When remarried, hopefully you "choose" someone who will aide in the raising of your child, of course. Because I remarry, it does not give me the right to hand over parental responsibilities to my spouse just because I don't want to deal with my ex. Regardless of how my new husband may welcome the idea, my son has a father. A father that loves him and wants to be part of his life.

So, my question is this: When you and your spouse decide to have a child, you do it with the intention (in most cases, anyway?) to raise that child together.

After a period of time, you divorce. Does that give you the right to erase the father out of his child's life because you remarried and have decided that your new spouse should raise your ex's child?Regardless of how the CHILD feels?

Because you don't want to ruin your new marriage? I mean, I think that most men that have remarried and have presented their children with stepmom's, understood that they were marrying someone willing to take on that child as part of their life. Who deems your NEW husband more qualified to raise your ex's child? YOU? How fair is that to the man who fathered this child? Unless your divorce is that bitter and the hate and revenge that you need to put on your ex far outweighs the best interest in the child, go for it.

The women here see first hand what their husbands go through. Not being a father 24/7 has hurt them deeply. The guilt they live with, and the parental skills they use because of that guilt.

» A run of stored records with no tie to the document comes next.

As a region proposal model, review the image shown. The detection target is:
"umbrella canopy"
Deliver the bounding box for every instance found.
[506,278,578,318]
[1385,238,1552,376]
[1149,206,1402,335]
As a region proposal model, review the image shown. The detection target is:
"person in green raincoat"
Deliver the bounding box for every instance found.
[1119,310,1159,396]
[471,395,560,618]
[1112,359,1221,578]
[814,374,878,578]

And when a bio goes on the warpath, and she decides to punish the child's father, the ladies here constantly share how devestated their husband's are. And you are suggesting that if you remarry, you will take the consideration of your new husband over what is right for the child?

I would never suggest that anyone take an ex's side over their spouse's feeling. I think part of the problem is that the steps spouse does not go to bat enough for them.

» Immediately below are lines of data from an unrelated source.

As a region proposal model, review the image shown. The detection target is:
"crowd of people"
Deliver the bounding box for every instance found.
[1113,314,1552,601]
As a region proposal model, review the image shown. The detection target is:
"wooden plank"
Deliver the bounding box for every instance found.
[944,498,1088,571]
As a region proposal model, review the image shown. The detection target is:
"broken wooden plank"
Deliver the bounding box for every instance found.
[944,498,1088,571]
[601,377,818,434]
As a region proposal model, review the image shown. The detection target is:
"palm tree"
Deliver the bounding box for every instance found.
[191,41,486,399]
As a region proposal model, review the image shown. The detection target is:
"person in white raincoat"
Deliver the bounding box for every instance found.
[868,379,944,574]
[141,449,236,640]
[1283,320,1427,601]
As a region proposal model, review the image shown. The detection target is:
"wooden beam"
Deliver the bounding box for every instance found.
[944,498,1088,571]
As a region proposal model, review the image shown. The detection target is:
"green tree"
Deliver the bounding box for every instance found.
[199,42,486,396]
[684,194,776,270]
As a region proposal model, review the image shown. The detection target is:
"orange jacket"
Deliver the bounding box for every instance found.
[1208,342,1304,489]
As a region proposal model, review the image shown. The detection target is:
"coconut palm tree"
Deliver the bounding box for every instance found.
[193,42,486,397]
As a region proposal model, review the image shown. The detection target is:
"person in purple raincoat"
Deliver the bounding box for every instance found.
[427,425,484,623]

I am suggesting that taking the parental rights away from a father just because you have decided you have married someone more qualified is just disgusting.....

JMO

Janice

PS: The women are here, not because they want to take the child(ren) AWAY from the bio, they are here to share their experience, strength and hope.

Of course, we do have circumstances where the steps HAVE taken on the full parental role, (bio is nuts, unfit, etc.). But those reasons are justified.....

BTW, if you don't mind me asking you, what is your age and status?